Reproduction Code (Java):

@Test
void import_doc_from_html() throws Exception {
    final String html = """
        <html style="font-family: helvetica; font-size: 11pt;">
            <body>
              <p style="margin: 0; word-break: break-word;">te
                <a data-cl-comment name="_cmntref1"></a>test
                <span data-cl-comment style="-aw-comment-end:_cmntref1">&nbsp;</span>
                <a data-cl-comment href="#_cmnt1">[1]</a>
              </p>
              <p style="margin: 0; word-break: break-word;">teetete</p>
              <div id="_cmnt1"
                   style="-aw-comment-author:'Concord Tech';
                          -aw-comment-datetime:'2025-10-24T09:28:38.171';
                          -aw-comment-initial:'CT'">
                <p>
                  <a data-cl-comment href="#_cmntref1">[1]</a>
                  <span>test comment</span>
                </p>
              </div>
            </body>
        </html>
    """;

    final Document doc = new Document();
    final DocumentBuilder builder = new DocumentBuilder(doc);
    builder.insertHtml(html);

    final var warningCollector = new WarningInfoCollection();
    doc.setWarningCallback(warningCollector);

    doc.save("html/Aspose_ImportHTMLWithComments.docx");

    for (final var warning : warningCollector) {
        System.err.println("Warning: " + WarningType.getName(warning.getWarningType())
                           + " - " + warning.getDescription());
    }
}

Observed output:

Warning: DATA_LOSS - Bookmark '_cmnt1' without corresponding BookmarkStart was removed.
Warning: DATA_LOSS - Bookmark '_cmnt1' without corresponding BookmarkEnd was removed.

Environment:
Aspose.Words for Java version: 25.9

Thanks in advance!

@concord_tech

Hello,

Regarding your questions about the DATA_LOSS warnings when importing HTML with comments using DocumentBuilder.insertHtml(), here are some insights:

  1. Expected Behavior: The warnings you are encountering are expected when the HTML contains comment markup that does not translate directly into the Word document structure. The Aspose.Words library may not fully support certain HTML comment syntaxes, which can lead to the removal of bookmarks without corresponding start and end tags.

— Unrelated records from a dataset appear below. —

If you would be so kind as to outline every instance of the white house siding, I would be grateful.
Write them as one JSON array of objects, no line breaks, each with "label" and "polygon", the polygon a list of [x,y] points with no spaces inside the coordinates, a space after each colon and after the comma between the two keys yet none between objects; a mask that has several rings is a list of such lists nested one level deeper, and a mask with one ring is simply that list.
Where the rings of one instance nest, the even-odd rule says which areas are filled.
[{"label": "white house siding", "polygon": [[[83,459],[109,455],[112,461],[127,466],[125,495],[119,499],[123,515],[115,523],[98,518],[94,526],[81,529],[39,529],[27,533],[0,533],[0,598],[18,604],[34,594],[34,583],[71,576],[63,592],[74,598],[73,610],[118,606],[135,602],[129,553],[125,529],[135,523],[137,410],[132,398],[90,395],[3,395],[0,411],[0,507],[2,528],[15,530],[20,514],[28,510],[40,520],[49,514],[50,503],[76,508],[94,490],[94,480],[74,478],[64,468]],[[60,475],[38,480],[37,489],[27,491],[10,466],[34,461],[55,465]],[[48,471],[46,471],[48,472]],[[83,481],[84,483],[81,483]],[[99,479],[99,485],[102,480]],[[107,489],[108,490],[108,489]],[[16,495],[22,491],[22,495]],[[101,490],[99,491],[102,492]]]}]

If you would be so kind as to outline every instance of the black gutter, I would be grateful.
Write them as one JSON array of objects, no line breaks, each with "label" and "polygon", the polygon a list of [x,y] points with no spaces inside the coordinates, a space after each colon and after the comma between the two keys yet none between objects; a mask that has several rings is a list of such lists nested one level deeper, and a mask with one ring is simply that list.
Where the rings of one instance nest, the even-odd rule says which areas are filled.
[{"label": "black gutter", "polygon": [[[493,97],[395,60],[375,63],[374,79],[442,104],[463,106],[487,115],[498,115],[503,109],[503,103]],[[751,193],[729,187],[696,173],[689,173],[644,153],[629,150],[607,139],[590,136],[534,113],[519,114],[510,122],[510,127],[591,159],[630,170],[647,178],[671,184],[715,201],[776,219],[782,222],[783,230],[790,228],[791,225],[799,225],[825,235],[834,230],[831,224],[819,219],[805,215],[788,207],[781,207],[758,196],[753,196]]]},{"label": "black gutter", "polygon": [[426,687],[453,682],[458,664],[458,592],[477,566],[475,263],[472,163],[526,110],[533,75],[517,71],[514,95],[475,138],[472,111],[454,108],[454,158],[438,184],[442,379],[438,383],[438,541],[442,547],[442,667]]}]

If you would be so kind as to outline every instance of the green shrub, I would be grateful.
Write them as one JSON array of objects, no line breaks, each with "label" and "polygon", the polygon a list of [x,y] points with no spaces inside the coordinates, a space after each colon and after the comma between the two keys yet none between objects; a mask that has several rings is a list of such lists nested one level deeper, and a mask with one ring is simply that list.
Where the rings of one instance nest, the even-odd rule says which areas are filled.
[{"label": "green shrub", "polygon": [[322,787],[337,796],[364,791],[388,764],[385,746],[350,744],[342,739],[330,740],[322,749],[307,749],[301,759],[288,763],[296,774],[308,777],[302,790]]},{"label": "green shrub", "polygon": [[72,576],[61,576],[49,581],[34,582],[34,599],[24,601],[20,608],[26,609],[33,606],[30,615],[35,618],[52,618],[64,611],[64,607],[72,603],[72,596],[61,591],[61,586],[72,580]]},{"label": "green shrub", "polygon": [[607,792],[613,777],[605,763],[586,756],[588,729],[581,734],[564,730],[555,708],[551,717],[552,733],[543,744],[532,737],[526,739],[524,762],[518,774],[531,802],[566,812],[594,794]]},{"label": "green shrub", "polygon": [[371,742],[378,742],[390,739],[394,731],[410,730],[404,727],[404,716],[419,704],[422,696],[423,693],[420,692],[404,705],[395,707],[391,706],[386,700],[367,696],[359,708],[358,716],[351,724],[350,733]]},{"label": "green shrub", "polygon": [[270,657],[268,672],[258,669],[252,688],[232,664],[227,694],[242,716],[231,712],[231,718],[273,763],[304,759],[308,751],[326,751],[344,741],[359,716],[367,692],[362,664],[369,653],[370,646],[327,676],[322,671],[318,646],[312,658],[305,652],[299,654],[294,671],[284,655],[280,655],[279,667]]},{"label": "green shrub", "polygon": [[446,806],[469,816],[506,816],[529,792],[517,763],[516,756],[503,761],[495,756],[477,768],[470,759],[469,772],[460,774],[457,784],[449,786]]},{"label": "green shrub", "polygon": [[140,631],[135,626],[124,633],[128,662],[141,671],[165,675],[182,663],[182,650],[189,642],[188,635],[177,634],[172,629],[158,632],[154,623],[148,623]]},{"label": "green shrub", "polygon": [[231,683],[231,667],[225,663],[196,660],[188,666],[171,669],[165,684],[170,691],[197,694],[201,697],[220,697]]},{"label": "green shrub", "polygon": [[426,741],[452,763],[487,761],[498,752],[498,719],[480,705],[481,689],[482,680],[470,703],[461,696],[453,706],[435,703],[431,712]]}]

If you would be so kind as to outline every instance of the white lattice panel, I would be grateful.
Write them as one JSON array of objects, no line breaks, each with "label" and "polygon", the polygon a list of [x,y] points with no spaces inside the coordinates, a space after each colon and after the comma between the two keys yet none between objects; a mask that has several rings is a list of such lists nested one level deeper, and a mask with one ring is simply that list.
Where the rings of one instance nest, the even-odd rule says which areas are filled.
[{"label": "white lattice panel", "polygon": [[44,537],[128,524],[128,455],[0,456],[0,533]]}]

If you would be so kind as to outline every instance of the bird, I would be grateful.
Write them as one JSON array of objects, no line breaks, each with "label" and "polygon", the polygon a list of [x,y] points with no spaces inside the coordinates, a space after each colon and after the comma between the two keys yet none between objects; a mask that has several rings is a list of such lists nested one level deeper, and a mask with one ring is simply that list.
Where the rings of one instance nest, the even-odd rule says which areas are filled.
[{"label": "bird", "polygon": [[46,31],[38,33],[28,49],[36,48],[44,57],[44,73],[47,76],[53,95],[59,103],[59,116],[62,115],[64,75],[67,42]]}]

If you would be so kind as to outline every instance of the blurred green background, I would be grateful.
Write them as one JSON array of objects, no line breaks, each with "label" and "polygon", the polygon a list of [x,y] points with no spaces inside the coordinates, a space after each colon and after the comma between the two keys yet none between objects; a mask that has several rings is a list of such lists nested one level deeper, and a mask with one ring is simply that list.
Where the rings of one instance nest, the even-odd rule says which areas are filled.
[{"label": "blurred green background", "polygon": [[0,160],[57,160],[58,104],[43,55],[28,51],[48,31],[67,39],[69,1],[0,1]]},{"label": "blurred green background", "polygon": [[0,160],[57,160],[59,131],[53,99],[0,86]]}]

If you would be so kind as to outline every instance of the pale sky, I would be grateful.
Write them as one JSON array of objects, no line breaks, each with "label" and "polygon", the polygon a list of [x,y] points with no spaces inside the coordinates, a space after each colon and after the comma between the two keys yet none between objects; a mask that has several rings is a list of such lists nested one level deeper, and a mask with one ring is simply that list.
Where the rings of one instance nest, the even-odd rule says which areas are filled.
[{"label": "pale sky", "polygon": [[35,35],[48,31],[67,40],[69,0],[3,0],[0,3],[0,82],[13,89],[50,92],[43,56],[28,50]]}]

  2. Comment Markup Syntax: The comment markup syntax you are using (e.g., -aw-comment-* attributes) is specific to Aspose. If the expected structure is not met, the library’s handling of this syntax can result in warnings.

  3. Adjusting HTML: To avoid these warnings, ensure that your HTML structure is compatible with what Aspose.Words expects. Consider simplifying the comment structure or using standard HTML comments (<!-- comment -->) instead of the Aspose-specific attributes. However, be aware that standard HTML comments may not be preserved in the same way when converting to DOCX.

Unfortunately, there isn’t extensive documentation specifically addressing the HTML comments format used by Aspose.Words. For more details on supported features, you may want to refer to the general documentation on HTML import/export.

If you have further questions, feel free to reach out!

@concord_tech You can safely ignore the warning. But please note, Aspose.Words Document Object Model is designed to work with MS Word documents. HTML documents object model is quite different and it is not always possible to provide 100% fidelity after importing or exporting HTML document. Usually Aspose.Words mimics MS Word behavior when work with HTML documents. -aw-* CSS properties is Aspose.Words attempt to preserve MS Word roundtrip information in HTML.